Стояла винда7х64, три года, (диск SSD), месяц назад начались проблемы (некорректно стали работать драйвера некоторых программ (к примеру графический планшет стал неадекватно работать, удалил драйвера - скачал новые пишет, что не совместима с данной ОС7)). ок - переустановил ОС, (взял у соседа флешку, зборка похду какаято, он сам не знает какая.. распознается устанавлвается, только после обновлений не работают все екзешники). ок отключил обновления. теперь некоторые программы пишут, мол устаревшая версия виндовса... ок теперь из 10 игр установленных - работают только две - Ведьмак1 и ГТА4, при запуске остальных - либо белое окно, либо проблемы с Длл ну и тд... ок. Скачал новую винду8 - создал загрузочную флешку через Windows 7 USB DVD Download Tool - поставил в биосе на нее загрузку - на черном экране мигает бесконечно белый курсор _ _ _... Через UltraISO вообще даже запись не начинается - ошибка 1450 при записи на устройство (пробовал на трех разных флешках)... уже как месяц мучаюсь, все перепробовал и переискал... (пс: разными антивирусами тоже все проверял - нет вирусов..)

----------


## gobhack

> Стояла винда7х64, три года, (диск SSD), месяц назад начались проблемы (некорректно стали работать драйвера некоторых программ (к примеру графический планшет стал неадекватно работать, удалил драйвера - скачал новые пишет, что не совместима с данной ОС7)). ок - переустановил ОС, (взял у соседа флешку, зборка похду какаято, он сам не знает какая.. распознается устанавлвается, только после обновлений не работают все екзешники). ок отключил обновления. теперь некоторые программы пишут, мол устаревшая версия виндовса... ок теперь из 10 игр установленных - работают только две - Ведьмак1 и ГТА4, при запуске остальных - либо белое окно, либо проблемы с Длл ну и тд... ок.
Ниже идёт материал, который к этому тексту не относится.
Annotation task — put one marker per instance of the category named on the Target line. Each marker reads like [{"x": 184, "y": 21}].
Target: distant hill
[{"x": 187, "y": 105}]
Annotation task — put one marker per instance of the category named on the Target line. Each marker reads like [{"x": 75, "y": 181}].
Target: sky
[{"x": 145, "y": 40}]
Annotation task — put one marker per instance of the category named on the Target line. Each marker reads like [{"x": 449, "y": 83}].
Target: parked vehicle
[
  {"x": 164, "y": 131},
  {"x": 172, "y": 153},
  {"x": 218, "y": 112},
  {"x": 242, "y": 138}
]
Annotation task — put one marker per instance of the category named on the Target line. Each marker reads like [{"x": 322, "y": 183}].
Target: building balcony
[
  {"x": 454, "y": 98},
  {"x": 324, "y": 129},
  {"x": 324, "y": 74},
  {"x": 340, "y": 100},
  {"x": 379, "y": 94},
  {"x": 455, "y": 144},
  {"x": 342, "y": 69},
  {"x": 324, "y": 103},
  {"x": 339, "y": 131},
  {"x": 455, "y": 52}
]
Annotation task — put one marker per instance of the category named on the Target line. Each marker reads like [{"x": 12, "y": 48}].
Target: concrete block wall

Скачал новую винду8 - создал загрузочную флешку через Windows 7 USB DVD Download Tool - поставил в биосе на нее загрузку - на черном экране мигает бесконечно белый курсор _ _ _... Через UltraISO вообще даже запись не начинается - ошибка 1450 при записи на устройство (пробовал на трех разных флешках)... уже как месяц мучаюсь, все перепробовал и переискал... (пс: разными антивирусами тоже все проверял - нет вирусов..)
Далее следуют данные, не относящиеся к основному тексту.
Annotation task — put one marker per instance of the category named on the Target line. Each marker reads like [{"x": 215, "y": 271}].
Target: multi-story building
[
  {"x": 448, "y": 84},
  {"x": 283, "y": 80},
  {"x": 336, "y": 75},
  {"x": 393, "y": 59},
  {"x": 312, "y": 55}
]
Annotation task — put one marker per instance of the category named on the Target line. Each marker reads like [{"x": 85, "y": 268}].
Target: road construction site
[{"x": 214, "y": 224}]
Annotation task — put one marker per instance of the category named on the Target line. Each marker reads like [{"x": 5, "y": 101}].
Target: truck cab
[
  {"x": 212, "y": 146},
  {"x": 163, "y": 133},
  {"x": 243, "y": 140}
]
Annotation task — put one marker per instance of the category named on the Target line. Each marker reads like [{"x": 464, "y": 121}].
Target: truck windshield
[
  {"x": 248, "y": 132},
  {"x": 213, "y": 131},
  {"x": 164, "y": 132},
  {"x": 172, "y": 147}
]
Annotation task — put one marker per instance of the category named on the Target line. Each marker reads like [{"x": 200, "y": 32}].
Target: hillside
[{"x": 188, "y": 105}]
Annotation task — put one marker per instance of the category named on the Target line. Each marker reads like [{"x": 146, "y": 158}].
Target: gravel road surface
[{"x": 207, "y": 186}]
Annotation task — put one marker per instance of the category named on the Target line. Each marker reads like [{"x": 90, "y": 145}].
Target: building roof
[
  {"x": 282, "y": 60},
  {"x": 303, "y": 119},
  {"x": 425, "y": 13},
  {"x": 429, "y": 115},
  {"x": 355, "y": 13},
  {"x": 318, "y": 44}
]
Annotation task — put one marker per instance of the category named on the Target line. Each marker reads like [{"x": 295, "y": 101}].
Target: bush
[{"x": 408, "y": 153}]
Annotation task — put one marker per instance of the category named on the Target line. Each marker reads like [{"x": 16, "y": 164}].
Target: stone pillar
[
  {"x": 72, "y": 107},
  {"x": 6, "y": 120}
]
wusa.exe /uninstall /kb:2859537
wusa.exe /uninstall /kb:2872339
wusa.exe /uninstall /kb:2882822
wusa.exe /uninstall /kb:971033
и в центре обновлений отключаешь установку этих обновлений. и поставь последние дрова на видео. проблемы с длл - нужно знать на какие именно, если на одну и ту же - скачай ее и закинь в систем32

----------